Note:  If user removes or resets or changes the device password, then the user has to run the migration helper app again.

Procedure:

1. If the RSA SecurID Software OTP Credential 4.2.3 is installed with a custom Database file, then, on initial launch of SecurID Authenticator 5.1 App, click Browse to select the Database file. After that, select the pre-selected file and click Open.

2. Click Continue.

3. (Optional) If the device password is enabled in RSA SecurID Software OTP Credential 4.2.3 or SecurID Authenticator 5.1, then enter the device password of 4.2.3 App or SecurID Authenticator 5.1 to complete the migration.

4. On successful migration, a count of SecurID OTP Credentials migrated from 4.2.3 to 5.1 is displayed.

5. Click OK.

Note:  
To skip the migration, can click Skip for now or Cancel.
The procedure is displayed only if the RSA SecurID Software OTP Credential 4.2.3 App is configured with the Custom Database file.

On every launch of SecurID Authenticator 5.1 app, an attempt to automatically migrate AM OTP credentials present in RSA SecurID Software OTP Credential 4.2.3 app is made. All AM OTP credentials are migrated to the SecurID Authenticator 5.1 until it reaches the limit of 10.

If a device password is set either in RSA SecurID Software OTP Credential 4.2.3 or SecurID Authenticator 5.1, then it must be entered during the migration process .

SecurID Authenticator supports a maximum of 10 AM OTP Credentials which includes credentials that are already present in SecurID Authenticator 5.0 and the credentials migrated from RSA SecurID Software OTP Credential 4.2.3. After reaching the maximum number of AM OTP credentials, if a user wants to add more AM OTP credentials, then the existing AM OTP credentials from 5.1 should be deleted.

Note:  On every launch of SecurID Authenticator, if a new or unmigrated AM OTP credential is present in RSA SecurID Software OTP Credential 4.2.3, then an attempt to migrate to SecurID Authenticator 5.1 is made.

Troubleshoot Common Problems

I am unable to authenticate. What should I do?

1. Re-enter the PIN to make sure you entered it correctly.

   If the PIN does not work, enter the PIN + OTP credential code in the Passcode field in the resource (such as a VPN client) that you want to access.

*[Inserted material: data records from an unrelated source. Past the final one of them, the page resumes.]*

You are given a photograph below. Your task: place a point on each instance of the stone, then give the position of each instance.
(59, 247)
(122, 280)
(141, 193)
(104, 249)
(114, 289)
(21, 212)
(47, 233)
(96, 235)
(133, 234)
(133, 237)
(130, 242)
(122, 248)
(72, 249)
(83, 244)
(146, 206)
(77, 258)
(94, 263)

2. Use your organization's self-service portal to check if your OTP credential is disabled, locked, or expired. If any of these are the case, contact your IT Help Desk.

3. If you still cannot authenticate, contact your IT Help Desk.

My PIN is lost or it has been discovered by someone else.

You must reset your PIN. Use the self-service console your organization provides or perform as instructed by your IT Help Desk.

I am being prompted to enter the next OTP credential code. What does that mean?

You might occasionally be prompted for Next OTP credential code after you enter your PIN and OTP credential code. If this happens, do the following:

1. In the app, click the arrow next to the OTP credential code.

   

2. In the VPN client or the software authenticator, enter or copy (click) the next OTP credential code that displays in the app.

If migration fails, what should I do?

Refer to the table below to find the resolution for your issues.

Issue	Resolution
Unable to migrate the AM OTP from RSA SecurID Software 4.2.3 to new SecurID Authenticator 5.1	Run the SecurIDMigrationHelper app and relaunch the SecurID Authenticator 5.1 App.
The Device password on RSA SecurID Software 4.2.3 is updated and a new AM OTP credential is imported.
Migration was incomplete or failed because the maximum limit was reached.	Delete an existing AM OTP credential from SecurID Authenticator 5.1.
Unable to launch or run the SecurIDMigrationHelper app.	Collect and share Console logs related to SecurIDMigrationHelper app to IT Help Desk.